Those vital monsoon rains, on which the economies of large parts of Asia and Africa depend, may in turn be linked to the details of Earth's orbit. Climatologists have suspected that slight changes in that orbit can make the difference between more abundant rains and the somewhat drier conditions known today. Now, in what he calls a climatic ''sensitivity experiment,'' meteorologist John E. Kutzbach has made a computer study which tends to confirm these suspicions.

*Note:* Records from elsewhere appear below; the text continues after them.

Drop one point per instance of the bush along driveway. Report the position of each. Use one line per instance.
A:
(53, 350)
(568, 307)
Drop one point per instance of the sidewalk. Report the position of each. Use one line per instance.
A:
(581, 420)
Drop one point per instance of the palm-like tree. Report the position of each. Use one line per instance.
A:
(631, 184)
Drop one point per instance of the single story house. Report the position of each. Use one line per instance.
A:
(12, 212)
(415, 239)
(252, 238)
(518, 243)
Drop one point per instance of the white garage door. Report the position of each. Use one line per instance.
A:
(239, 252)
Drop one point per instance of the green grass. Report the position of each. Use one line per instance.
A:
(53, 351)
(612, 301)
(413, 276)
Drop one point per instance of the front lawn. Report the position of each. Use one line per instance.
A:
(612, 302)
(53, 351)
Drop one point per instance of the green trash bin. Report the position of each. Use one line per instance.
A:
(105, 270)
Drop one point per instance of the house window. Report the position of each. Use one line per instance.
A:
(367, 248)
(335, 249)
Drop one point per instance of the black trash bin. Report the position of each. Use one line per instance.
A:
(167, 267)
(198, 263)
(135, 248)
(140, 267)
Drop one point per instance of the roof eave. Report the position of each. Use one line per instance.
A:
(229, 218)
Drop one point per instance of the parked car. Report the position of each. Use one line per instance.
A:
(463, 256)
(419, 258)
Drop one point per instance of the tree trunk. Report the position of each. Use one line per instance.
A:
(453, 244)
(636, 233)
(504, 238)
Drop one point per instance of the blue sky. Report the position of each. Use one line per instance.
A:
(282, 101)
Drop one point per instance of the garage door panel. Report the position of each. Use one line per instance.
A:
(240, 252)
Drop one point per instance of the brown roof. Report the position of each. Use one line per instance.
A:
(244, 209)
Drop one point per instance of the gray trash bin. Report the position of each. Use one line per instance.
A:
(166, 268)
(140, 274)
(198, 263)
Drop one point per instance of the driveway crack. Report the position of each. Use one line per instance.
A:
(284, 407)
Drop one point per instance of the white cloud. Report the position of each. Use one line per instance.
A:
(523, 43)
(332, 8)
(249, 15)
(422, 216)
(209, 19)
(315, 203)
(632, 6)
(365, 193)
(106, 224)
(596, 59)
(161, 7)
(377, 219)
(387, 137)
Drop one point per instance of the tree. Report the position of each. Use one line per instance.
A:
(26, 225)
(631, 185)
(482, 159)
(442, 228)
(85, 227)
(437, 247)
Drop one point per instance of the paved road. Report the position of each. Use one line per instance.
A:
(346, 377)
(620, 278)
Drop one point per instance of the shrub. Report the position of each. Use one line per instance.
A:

At the University of Wisconsin's Center for Climatic Research, which he heads , Kutzbach has programmed a mathematical model of climatic conditions some 9,000 years ago. At that time, the perihelion of Earth's orbit - the point closest to the sun - was reached on July 30 rather than Jan. 3. Earth's axis was tilted 24. 23 degrees with respect to its orbital plane instead of 23.45 degrees. And the eccentricity of the orbit - a measure of how much it departs from a circle - was 0.0193 rather than 0.0167.
In other words, Earth came closest to the sun in summer rather than winter. The sun swung farther north and south of the equator with the seasons. And a more ellipitical orbit carried our planet farther from and closer to the sun at the extreme orbital positions than happens today.
Running his simulation program on the computer at the National Center for Atmospheric Research at Boulder, Colo., Kutzbach found that these minor orbital changes made a major difference in monsoon weather. An average 6 percent greater solar energy income from June to August (with a compensating deficit in winter) was reflected in stronger land-sea temperature contrasts. Kutzbach explains that this ''generates a vast continent-scale sea breeze, with air moving from the 'cool' ocean to the 'warm' land. This stronger monsoonal circulation brings more moisture from the oceans to the land masses and results in heavier monsoon rains.''
In a report of his experiment in Science, Kutzbach notes that his results agree with geological and oceanographic evidence of greater rainfall and substantially larger lakes in Africa, the Middle East, and other monsoonal areas. This period of enlarged lakes ran from 10,000 to 5,000 years ago. Likewise, the increased summer heating peaked around 10,000 to 9,000 years ago and had returned close to its present level by 5,000 years ago.
Kutzbach considers his model preliminary. It simulates ice sheets poorly and neglects feedbacks from land surface conditions and carbon dioxide in the atmosphere. He urges followup studies with more sophisticated models.
Nevertheless, his study does add to understanding of how Earth's orbit affects climate. Thus it contributes to the building of computer models that can begin to predict future climate changes.